One down, seven to go.
Seven weeks of wearing a gargantuan medical walking boot because I have and teensy-eensy tiny li'l stress fracture on the top of my foot. Prior to seeking medical help, my foot hurt only when I exercised. And for a little while after I exercised. Other than that, no problems.
I'm trying to lower my cholesterol and live slightly healthier. Towards that end, the only lifestyle change I've managed to embrace is exercise. I actually like it. Even looked forward to it, vaguely. (Actually, what I enjoy is listening to audio books while I'm walking. Before the boot I was in the middle of the first Dexter novel. Luckily I have a long drive coming up in April and I'll be able to finish it off. So to speak.)
Every morning for years I have worked out for at least half an hour. Lately I added a three mile walk in the evenings. That was all well and good until I added in a bit of jogging. Quite honestly, Baptists should have foregone the anti-dance crusade and gone with an anti-jog crusade. Jogging has to be a more devilish form of movement than dancing. I, for one, feel certain that people are closer to hellfire and damnation when jogging than when dancing. Joggers are Satan's bobble-heads.

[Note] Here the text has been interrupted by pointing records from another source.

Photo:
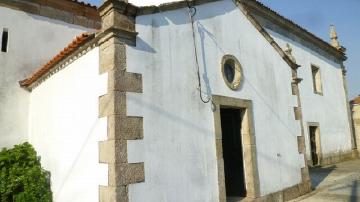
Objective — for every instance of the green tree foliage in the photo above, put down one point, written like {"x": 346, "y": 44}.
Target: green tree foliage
{"x": 21, "y": 177}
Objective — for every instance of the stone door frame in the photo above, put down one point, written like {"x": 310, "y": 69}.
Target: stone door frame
{"x": 248, "y": 145}
{"x": 317, "y": 142}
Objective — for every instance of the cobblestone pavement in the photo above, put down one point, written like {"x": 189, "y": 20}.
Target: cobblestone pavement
{"x": 339, "y": 182}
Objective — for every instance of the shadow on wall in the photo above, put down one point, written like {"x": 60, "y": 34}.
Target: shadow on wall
{"x": 178, "y": 18}
{"x": 351, "y": 188}
{"x": 318, "y": 175}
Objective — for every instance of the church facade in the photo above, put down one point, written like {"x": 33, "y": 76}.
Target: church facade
{"x": 214, "y": 100}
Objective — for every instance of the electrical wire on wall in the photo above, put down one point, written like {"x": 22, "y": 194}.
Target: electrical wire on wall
{"x": 192, "y": 13}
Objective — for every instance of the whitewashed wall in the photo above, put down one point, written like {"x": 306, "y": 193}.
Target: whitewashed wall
{"x": 65, "y": 129}
{"x": 179, "y": 139}
{"x": 150, "y": 2}
{"x": 329, "y": 109}
{"x": 33, "y": 41}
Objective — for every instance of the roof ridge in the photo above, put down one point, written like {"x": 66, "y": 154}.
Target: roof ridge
{"x": 83, "y": 3}
{"x": 302, "y": 29}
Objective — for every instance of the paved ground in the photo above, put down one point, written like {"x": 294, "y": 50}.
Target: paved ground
{"x": 340, "y": 182}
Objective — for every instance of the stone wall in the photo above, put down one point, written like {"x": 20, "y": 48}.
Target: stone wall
{"x": 355, "y": 109}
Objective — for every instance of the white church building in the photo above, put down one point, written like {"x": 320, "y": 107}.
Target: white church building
{"x": 202, "y": 100}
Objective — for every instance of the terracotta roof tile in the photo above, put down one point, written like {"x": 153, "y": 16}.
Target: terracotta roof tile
{"x": 77, "y": 42}
{"x": 356, "y": 100}
{"x": 310, "y": 34}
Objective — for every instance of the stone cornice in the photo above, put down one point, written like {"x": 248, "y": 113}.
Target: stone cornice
{"x": 78, "y": 53}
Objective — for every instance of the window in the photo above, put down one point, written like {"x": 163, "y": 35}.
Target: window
{"x": 4, "y": 40}
{"x": 316, "y": 80}
{"x": 231, "y": 70}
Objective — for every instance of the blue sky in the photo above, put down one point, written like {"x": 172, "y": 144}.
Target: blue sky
{"x": 316, "y": 16}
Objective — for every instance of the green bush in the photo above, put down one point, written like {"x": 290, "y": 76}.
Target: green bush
{"x": 21, "y": 177}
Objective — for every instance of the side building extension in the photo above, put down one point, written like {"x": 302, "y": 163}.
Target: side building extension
{"x": 323, "y": 91}
{"x": 31, "y": 33}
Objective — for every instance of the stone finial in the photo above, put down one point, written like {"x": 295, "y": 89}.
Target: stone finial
{"x": 288, "y": 52}
{"x": 334, "y": 39}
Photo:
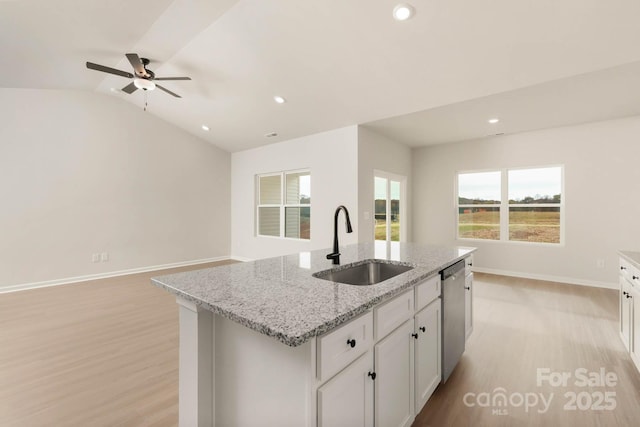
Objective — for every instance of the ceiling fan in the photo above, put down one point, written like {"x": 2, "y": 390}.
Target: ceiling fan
{"x": 143, "y": 79}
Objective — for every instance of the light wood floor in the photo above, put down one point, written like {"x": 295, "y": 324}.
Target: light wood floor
{"x": 522, "y": 325}
{"x": 105, "y": 353}
{"x": 99, "y": 353}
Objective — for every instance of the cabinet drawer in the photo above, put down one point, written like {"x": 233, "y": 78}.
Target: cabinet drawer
{"x": 338, "y": 348}
{"x": 392, "y": 314}
{"x": 631, "y": 273}
{"x": 427, "y": 291}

So, anyway, I wanted to keep exercising, so I figured I should get my injury treated.
And now I'm stuck in this boot for two months. The boot makes my foot hurt worse. I've finally figured out the reasoning behind the treatment. It's not that the boot is beneficial per se, it's that it is so cumbersome and uncomfortable that you'd just as soon sit as walk, so you stay off your foot and that gives it time to heal.

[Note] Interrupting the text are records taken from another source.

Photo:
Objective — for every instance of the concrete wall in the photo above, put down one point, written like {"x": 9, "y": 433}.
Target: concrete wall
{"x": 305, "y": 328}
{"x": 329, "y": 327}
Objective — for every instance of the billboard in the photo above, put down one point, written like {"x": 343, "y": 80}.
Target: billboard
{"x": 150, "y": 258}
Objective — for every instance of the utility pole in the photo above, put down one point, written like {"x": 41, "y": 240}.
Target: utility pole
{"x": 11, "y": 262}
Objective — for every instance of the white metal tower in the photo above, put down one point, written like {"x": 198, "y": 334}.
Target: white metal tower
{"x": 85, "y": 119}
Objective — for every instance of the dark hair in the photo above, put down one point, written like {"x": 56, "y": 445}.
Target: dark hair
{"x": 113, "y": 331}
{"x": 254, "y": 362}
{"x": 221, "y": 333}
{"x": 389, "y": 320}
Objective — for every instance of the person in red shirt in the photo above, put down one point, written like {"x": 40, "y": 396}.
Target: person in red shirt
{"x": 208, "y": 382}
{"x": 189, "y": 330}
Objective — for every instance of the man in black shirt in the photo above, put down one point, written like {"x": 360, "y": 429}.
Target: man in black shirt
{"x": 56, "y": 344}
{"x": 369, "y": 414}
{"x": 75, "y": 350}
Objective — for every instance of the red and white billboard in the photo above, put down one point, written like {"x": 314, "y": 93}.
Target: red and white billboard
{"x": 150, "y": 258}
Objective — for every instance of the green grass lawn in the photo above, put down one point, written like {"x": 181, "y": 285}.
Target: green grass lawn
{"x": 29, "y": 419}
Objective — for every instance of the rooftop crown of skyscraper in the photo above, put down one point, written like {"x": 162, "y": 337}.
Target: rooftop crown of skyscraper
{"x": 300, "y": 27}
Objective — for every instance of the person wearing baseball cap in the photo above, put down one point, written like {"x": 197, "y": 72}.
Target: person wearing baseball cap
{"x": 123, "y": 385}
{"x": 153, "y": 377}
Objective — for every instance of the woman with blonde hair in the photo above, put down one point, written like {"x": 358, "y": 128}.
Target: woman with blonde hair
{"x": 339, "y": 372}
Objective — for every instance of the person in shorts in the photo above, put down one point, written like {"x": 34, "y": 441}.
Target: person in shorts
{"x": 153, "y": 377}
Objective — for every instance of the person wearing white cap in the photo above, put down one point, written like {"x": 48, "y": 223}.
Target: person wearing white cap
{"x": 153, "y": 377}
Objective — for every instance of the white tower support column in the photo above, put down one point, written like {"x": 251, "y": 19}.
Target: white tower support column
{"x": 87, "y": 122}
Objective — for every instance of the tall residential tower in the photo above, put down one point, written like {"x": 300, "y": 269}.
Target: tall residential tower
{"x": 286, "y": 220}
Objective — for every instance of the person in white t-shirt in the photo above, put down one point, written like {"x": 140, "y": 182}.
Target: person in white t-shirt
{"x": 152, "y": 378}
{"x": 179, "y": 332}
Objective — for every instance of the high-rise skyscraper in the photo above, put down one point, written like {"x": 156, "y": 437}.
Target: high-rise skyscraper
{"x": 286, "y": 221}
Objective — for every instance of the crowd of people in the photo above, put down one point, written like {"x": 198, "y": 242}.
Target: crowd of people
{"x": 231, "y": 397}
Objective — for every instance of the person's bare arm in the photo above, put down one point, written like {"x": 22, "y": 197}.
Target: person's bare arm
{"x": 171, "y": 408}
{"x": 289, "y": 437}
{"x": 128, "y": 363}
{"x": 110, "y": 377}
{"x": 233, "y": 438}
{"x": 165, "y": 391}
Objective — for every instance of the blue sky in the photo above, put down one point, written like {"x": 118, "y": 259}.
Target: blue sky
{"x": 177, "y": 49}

As you can imagine, this has played hell with my cardio plan. I still go to the "gym" in the mornings. It's actually the physical therapy department at the surprisingly vibrant little local hospital. Since I can't walk, run, flail about on the elliptical machine or wedgie myself with the stationary bike, I have been lifting weights - mostly dumbbells.
This morning I graduated from the sissy weights (color coordinated, rubber coated rods which only went up to 9 pounds) to the bad-ass weights (grimy iron dumbbells on a steel rack that make your palms smell funny and have a minimum heft of 15 pounds). I managed to do all the same exercises with the heavier free weights.
And now I think I am going to die.
However, despite the moans and groans, my morning workout compadres all agreed that they would not want to take me on in a fist fight. They were also nice enough not to point out that all they'd have to do to win the fight is step out of arm's reach. Regardless, that was the encouragement I needed to get me back there tomorrow.
Even if I can't lift my arms and have to just sit there and stare at the barbells.